Bad air and boils – yet sometimes there came a day so blue it caught at the heart like a sense of loss – all these days too blue, all lost. Rainy days were melancholy but sunny ones were worse. When it was raining out there he could sink into a sullen half-dream where nothing could touch him. But blue days recalled his every folly and he’d think, ‘So much time gone! So little time left! Scarcely time left for a boy to rise!’
Murphy sat in his own cell, bent above a small digest called Guidance, which revealed, for one dollar a year, how to grow rich through prayer.
‘It don’t do no good for a man to rise these days, son,’ was Country Kline’s curious philosophy, ‘for that can’t be done any longer except on the necks of others. And when you make it that way, all the satisfaction is taken out of it. Son, I hope you don’t mind my saying so, but you got pimp wrote large all over you – but that’s the sorriest way of all to rise, and the reason I’ll tell you why – if God ever made anything better than a hustling girl He’s kept it to Himself. There’s no trick in not going down the drain if you don’t live in the sink. But you take a woman who makes her living where the water is sucking the weaker bugs down a
nd she don’t go down, she’s twice the woman that one who never had to fight for her soul is.’
One day the tank grew strangely still. Murphy came to lean too casually against his door. He and Dove hadn’t been on speaking terms for a week.

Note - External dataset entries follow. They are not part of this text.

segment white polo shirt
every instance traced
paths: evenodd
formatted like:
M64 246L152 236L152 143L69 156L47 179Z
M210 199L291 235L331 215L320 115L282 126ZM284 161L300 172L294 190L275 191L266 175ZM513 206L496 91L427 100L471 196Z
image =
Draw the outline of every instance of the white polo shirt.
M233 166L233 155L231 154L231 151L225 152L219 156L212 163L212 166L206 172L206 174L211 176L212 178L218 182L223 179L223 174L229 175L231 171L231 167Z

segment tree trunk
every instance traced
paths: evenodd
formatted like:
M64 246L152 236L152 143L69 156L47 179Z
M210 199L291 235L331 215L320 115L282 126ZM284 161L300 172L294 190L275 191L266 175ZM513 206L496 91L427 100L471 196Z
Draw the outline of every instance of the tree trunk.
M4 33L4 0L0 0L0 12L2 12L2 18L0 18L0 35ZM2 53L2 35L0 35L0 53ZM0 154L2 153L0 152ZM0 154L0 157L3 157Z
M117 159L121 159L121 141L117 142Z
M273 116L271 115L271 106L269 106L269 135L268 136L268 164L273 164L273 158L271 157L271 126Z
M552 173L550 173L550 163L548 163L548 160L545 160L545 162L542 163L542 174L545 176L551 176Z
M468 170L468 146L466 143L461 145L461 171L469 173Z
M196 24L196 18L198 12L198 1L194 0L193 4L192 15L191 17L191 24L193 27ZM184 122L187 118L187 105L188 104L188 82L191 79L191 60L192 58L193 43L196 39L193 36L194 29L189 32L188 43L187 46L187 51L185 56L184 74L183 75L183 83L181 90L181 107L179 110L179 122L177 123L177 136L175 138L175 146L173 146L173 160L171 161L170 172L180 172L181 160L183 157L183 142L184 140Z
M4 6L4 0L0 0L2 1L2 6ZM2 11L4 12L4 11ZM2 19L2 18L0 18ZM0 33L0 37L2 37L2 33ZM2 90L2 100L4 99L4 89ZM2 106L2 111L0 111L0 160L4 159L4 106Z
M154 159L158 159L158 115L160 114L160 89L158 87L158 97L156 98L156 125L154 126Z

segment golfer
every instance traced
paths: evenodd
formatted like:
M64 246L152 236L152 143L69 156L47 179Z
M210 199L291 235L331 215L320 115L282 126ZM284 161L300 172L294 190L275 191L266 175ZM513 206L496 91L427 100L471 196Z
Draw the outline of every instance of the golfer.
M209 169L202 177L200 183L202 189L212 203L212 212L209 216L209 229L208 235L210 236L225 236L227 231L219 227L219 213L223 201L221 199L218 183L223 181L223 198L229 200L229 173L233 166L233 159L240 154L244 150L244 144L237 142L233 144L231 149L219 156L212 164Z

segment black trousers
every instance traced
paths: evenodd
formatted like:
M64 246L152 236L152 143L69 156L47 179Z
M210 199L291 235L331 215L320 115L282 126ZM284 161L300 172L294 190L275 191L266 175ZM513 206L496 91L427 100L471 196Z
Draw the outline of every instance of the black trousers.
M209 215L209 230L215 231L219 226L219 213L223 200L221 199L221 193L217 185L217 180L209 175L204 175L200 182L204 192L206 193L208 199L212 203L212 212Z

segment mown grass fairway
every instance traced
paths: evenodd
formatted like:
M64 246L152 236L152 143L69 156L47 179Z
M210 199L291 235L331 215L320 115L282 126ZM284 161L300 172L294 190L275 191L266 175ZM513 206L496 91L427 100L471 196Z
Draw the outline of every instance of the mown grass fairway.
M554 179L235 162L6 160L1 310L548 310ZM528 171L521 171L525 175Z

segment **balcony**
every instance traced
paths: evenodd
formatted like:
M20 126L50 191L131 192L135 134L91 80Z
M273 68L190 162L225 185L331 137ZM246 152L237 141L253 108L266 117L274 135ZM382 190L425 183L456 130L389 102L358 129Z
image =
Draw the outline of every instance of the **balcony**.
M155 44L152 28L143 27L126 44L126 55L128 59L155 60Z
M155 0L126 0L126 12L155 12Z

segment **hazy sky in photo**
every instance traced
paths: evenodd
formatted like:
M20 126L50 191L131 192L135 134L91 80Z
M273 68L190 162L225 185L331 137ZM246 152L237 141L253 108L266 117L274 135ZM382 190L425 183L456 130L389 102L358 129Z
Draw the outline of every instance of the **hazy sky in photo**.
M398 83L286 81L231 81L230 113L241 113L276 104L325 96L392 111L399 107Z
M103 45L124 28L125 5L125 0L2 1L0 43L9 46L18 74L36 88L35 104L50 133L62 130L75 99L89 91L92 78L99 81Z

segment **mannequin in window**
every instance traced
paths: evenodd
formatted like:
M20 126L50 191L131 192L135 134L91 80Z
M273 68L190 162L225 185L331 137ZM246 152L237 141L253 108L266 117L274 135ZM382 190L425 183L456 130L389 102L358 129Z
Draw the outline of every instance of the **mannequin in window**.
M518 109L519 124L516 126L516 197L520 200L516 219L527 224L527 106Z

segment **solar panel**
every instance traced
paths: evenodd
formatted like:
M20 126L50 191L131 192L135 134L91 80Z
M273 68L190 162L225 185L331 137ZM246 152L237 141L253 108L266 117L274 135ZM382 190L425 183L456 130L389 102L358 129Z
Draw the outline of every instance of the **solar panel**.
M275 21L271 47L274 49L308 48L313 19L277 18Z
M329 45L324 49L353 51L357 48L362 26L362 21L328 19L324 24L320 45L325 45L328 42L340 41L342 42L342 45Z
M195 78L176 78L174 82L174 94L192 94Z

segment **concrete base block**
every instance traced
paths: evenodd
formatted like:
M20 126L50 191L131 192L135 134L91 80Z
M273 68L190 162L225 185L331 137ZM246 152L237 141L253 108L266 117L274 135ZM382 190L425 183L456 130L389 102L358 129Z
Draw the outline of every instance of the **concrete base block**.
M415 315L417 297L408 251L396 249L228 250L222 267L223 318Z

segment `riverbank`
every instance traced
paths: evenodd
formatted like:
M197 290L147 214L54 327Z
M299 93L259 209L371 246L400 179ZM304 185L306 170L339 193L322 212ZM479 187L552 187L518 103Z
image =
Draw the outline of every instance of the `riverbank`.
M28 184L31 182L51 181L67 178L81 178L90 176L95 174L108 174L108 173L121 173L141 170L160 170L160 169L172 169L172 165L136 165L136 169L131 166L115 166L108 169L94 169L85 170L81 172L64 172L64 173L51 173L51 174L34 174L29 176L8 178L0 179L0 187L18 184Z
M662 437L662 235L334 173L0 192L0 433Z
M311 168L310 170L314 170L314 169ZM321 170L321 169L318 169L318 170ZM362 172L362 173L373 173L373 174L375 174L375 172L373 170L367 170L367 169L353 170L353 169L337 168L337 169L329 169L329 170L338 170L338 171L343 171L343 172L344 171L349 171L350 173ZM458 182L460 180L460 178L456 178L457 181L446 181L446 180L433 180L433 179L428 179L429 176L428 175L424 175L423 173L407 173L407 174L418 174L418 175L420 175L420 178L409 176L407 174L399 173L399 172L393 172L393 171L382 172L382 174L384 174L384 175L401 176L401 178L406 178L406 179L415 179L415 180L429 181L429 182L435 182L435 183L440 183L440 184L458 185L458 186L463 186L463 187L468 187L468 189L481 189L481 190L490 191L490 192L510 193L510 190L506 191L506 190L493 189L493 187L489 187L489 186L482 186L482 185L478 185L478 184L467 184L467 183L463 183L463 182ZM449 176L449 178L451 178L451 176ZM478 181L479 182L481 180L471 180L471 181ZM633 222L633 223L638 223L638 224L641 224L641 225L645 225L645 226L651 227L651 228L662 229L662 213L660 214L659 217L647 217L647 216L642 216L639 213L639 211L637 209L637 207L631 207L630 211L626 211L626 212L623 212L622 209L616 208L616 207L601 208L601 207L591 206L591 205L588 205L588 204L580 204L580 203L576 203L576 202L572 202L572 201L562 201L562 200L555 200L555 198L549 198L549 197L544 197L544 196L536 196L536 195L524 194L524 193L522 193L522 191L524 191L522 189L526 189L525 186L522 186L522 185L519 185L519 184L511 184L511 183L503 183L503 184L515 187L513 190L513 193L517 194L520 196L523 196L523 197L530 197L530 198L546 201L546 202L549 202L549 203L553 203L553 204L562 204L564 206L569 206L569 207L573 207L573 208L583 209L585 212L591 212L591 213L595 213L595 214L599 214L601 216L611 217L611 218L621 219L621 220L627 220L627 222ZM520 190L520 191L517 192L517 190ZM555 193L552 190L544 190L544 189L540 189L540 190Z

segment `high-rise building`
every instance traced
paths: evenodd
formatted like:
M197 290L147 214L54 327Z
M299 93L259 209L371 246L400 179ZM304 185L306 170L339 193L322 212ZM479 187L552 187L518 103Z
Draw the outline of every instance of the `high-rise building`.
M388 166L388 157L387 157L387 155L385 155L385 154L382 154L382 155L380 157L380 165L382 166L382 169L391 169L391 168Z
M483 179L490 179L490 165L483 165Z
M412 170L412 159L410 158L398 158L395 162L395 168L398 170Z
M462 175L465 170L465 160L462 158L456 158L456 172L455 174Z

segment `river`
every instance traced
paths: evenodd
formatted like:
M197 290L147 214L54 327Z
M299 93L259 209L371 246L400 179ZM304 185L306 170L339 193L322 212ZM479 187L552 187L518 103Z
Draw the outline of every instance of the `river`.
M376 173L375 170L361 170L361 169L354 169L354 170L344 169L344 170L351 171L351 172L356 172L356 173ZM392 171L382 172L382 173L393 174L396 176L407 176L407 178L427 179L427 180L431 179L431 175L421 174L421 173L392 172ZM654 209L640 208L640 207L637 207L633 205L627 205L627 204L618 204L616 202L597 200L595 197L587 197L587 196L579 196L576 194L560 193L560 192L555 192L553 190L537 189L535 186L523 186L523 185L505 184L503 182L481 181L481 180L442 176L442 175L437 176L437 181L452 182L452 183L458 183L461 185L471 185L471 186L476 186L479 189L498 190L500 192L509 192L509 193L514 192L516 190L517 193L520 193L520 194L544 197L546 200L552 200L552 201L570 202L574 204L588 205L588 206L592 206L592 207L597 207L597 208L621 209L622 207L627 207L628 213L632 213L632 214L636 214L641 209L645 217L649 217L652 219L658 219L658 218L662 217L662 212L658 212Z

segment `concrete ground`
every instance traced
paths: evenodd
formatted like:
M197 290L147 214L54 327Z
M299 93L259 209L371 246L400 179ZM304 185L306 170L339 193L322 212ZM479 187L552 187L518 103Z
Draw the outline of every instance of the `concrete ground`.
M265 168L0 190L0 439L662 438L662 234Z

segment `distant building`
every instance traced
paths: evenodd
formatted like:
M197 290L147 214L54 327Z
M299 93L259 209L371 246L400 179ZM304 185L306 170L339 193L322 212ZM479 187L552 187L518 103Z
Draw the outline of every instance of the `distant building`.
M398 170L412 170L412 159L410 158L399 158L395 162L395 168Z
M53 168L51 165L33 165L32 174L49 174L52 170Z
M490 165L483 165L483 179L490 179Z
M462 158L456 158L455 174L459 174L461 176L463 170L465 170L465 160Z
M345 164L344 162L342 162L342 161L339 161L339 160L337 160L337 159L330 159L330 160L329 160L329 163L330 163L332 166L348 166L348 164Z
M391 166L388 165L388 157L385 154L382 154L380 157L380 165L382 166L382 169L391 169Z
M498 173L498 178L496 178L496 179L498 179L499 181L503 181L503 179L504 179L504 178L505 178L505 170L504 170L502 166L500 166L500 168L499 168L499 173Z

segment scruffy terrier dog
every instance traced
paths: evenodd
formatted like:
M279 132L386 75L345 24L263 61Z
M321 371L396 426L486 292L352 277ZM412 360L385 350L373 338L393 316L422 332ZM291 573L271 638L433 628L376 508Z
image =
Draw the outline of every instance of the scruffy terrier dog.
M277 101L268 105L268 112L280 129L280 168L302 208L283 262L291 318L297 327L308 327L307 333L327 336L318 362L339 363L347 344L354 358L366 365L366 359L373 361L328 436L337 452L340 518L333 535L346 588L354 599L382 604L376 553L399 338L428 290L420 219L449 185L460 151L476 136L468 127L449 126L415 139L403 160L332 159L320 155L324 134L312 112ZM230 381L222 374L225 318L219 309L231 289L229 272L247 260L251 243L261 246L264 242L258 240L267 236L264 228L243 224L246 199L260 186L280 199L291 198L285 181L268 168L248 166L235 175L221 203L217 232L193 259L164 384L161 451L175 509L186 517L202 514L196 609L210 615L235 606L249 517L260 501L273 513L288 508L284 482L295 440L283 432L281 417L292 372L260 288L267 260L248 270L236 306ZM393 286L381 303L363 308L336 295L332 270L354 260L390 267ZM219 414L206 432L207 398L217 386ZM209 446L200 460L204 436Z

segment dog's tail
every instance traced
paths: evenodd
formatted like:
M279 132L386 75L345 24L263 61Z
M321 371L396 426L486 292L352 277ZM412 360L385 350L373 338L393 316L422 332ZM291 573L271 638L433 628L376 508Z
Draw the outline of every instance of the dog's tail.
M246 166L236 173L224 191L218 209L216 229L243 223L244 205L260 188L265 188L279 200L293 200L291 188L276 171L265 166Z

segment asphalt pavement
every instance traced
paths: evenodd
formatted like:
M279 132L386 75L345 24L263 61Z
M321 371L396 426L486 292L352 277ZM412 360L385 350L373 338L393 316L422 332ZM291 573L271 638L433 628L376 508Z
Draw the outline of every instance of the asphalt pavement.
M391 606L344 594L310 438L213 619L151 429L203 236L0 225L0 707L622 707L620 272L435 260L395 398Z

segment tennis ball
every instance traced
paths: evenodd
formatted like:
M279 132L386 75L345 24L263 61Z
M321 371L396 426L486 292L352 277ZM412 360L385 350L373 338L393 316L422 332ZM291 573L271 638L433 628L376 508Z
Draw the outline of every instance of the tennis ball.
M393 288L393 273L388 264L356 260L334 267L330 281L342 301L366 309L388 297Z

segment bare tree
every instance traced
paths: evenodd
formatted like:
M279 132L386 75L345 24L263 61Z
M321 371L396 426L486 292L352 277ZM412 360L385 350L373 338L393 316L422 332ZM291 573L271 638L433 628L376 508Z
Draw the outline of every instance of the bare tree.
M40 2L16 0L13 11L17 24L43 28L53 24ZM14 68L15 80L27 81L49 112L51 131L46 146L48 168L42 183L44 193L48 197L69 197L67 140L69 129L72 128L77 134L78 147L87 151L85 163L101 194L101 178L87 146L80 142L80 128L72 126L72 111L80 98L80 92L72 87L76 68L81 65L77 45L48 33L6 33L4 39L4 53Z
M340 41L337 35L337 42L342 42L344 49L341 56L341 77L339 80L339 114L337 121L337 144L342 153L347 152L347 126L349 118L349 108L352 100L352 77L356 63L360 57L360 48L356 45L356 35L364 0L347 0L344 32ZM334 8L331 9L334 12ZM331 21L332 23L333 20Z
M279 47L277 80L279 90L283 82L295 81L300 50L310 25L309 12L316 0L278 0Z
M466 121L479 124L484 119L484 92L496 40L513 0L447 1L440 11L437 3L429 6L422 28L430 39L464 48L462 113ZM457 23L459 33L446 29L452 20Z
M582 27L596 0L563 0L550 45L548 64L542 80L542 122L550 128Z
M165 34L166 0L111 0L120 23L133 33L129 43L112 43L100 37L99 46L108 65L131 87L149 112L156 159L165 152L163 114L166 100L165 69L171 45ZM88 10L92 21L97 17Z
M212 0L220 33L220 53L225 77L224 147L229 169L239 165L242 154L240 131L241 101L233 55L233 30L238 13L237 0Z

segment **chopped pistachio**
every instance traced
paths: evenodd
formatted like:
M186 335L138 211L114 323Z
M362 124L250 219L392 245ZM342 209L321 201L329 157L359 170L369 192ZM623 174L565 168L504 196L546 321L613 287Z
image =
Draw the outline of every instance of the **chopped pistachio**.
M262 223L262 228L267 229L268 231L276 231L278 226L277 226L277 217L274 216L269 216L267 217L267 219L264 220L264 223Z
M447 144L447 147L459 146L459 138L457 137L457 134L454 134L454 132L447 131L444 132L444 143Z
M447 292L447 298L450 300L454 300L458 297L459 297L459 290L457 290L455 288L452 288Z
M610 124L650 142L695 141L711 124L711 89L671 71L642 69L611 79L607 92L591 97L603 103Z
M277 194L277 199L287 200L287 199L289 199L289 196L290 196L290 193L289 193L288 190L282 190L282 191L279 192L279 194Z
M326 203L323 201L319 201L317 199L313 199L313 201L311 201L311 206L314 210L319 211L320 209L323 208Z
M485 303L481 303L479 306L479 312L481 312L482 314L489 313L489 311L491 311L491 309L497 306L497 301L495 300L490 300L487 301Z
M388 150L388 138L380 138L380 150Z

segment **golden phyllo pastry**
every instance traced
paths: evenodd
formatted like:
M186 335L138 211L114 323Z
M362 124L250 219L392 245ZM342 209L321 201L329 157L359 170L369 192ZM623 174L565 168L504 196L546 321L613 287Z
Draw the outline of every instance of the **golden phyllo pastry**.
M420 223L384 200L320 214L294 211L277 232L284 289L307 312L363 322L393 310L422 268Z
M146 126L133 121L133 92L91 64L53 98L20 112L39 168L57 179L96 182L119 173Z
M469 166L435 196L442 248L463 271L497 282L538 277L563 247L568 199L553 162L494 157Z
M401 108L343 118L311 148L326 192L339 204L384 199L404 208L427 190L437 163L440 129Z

‘What’s the extent of your education,’ he suddenly demanded of Dove.
‘It don’t extend nowheres, account I got none,’ Dove acknowledged.
‘What’s your excuse for being in here?’ Murphy persisted.
‘I was drinkin’ heavy,’ Dove told him.
‘Most you Injuns do.’
Apparently Murphy had given some thought to this.
‘I aint even part Injun, mister,’ Dove went along.
‘If you aint, what you squattin’ like one for?’
Dove, on his haunches with a blanket about his head, let smoke trail through his nostrils before he answered, knowing any answer had to be wrong.
‘My folks always set this way, mister. I notice sometimes you do yourself.’ And flicked his cigarette through the bars.
That was it.
‘Get up ’n put that snipe out,’ Murphy commanded. ‘You trying to burn the place down with all us white folks inside?’
‘I wouldn’t go throwin’ fire around, mister. That snipe is put out.’
‘Put it out again.’
‘Mister,’ Dove called to the African-violet fiend lounging in the run-around pretending he had been promoted to trusty, ‘Would you mind puttin’ out that put-out snipe for me?’
‘I didn’t give him the order,’ Murphy interrupted, ‘I give it to you.’
‘Then put it out yourself, mister.’
‘Deputy!’ Murphy called parties unseen, ‘bring in the prisoner of the court!’
Somebody spun Dove about, shoved him through the open door and down the run-around into a cell full of prisoners. He had never seen all the tenants of Tank Ten assembled, and now he wished he hadn’t till he felt stronger.